Actualité santé | News 24

Compter les pas ou surveiller l’horloge pour vivre plus longtemps ?

Les recommandations en matière d’exercice se concentrent généralement sur la durée de l’activité physique. Par exemple, l’Organisation mondiale de la santé conseille au moins 150 minutes d’activité physique modérée par semaine. Une nouvelle analyse des données de la Women’s Health Study, publiée dans JAMA Médecine Interne, a suggéré que le nombre de pas pourrait également être une mesure utile. Pour certains, une telle recommandation pourrait être plus facile à suivre.

« Il n’est pas si facile de savoir depuis combien de temps vous avez été modérément actif au cours d’une semaine donnée », a écrit Cary P. Gross, MD, du département de médecine de l’université de Yale à New Haven, dans le Connecticut, dans un article. éditorial. « Compter les pas peut être plus facile pour certaines personnes, d’autant plus que la plupart portent un téléphone pouvant servir de podomètre. »

La recommandation en 10 000 étapes

Cependant, il n’existe aucune recommandation fondée sur le nombre de pas, en partie à cause du manque de preuves scientifiques liant les pas à la mortalité et aux maladies cardiovasculaires.

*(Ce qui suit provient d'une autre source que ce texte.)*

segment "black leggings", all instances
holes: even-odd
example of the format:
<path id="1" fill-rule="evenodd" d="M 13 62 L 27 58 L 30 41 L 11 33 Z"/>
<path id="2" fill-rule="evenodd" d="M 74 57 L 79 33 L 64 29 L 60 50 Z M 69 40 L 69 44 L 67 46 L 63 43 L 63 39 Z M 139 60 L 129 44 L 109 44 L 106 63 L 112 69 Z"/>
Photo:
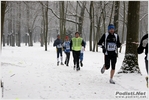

Les 10 000 pas par jour, souvent évoqués, proviennent d’une campagne de marketing menée au Japon dans les années 1960.

L’équipe de recherche dirigée par Rikuta Hamaya, MD, de la Division de médecine préventive du Brigham and Women’s Hospital de Boston, a analysé les données des participantes à l’étude sur la santé des femmes. Cet essai clinique mené aux États-Unis de 1992 à 2004 a étudié l’utilisation de l’aspirine et de la vitamine E pour la prévention du cancer et des maladies cardiovasculaires.

L’analyse actuelle a porté sur 14 399 femmes âgées de ≥ 62 ans et n’ayant pas développé de maladie cardiovasculaire ou de cancer. Entre 2011 et 2015, ils ont mesuré leur activité physique et leur nombre de pas sur 7 jours à l’aide d’un accéléromètre. Ils ont été suivis pendant 9 ans en moyenne.

Réduction des risques avec les deux paramètres

L’activité physique modérée parmi les participants s’élevait à une médiane de 62 minutes par semaine, avec un nombre médian de pas quotidiens de 5 183. Hamaya et ses collègues ont constaté que les deux paramètres d’activité physique étaient associés à une mortalité plus faible et à un risque réduit de maladies cardiovasculaires.

Les participants qui pratiquaient plus que les 150 minutes recommandées d’activité d’intensité modérée par semaine présentaient un risque de mortalité 32 % inférieur à ceux qui étaient les moins actifs physiquement. Les femmes faisant > 7 000 pas par jour présentaient un risque de mortalité 42 % inférieur à celles ayant le nombre de pas quotidien le plus faible.

Selon Hamaya et son équipe, les femmes appartenant aux trois premiers quartiles en matière d’activité physique ont survécu à celles du quartile le plus bas en moyenne 2,22 mois (temps) ou 2,36 mois (pas). L’avantage en termes de survie était indépendant de l’indice de masse corporelle.

Pour le critère d’évaluation des maladies cardiovasculaires (crise cardiaque, accident vasculaire cérébral et mortalité cardiovasculaire), les chercheurs ont observé des résultats similaires à ceux de la mortalité.

Plus de façons d’atteindre l’objectif

Hamaya a souligné l’importance d’offrir de multiples façons de répondre aux recommandations en matière d’exercice : « Pour certains, en particulier les plus jeunes, l’activité physique comprend des sports comme le tennis, le football, la marche ou le jogging. Tous ces éléments peuvent être bien suivis grâce au comptage des pas. Mais pour d’autres, l’activité signifie faire du vélo ou de la natation, ce qui est plus facile à mesurer en durée. »

Pour Gross, les nouvelles découvertes fournissent une base pour utiliser le nombre de pas pour définir des objectifs d’activité physique – à la fois dans le conseil individuel aux patients et dans les lignes directrices formelles. Il a toutefois souligné que des études complémentaires étaient nécessaires.

« Les résultats doivent être reproduits dans diverses populations, non seulement parmi les hommes et les jeunes, mais également parmi les minorités ethniques et les populations à faible revenu, qui disposent souvent de moins de temps et d’espace pour une activité physique structurée. »

Cette histoire a été traduite de Medscape édition allemande en utilisant plusieurs outils éditoriaux, dont l’IA, dans le cadre du processus. Des éditeurs humains ont examiné ce contenu avant sa publication.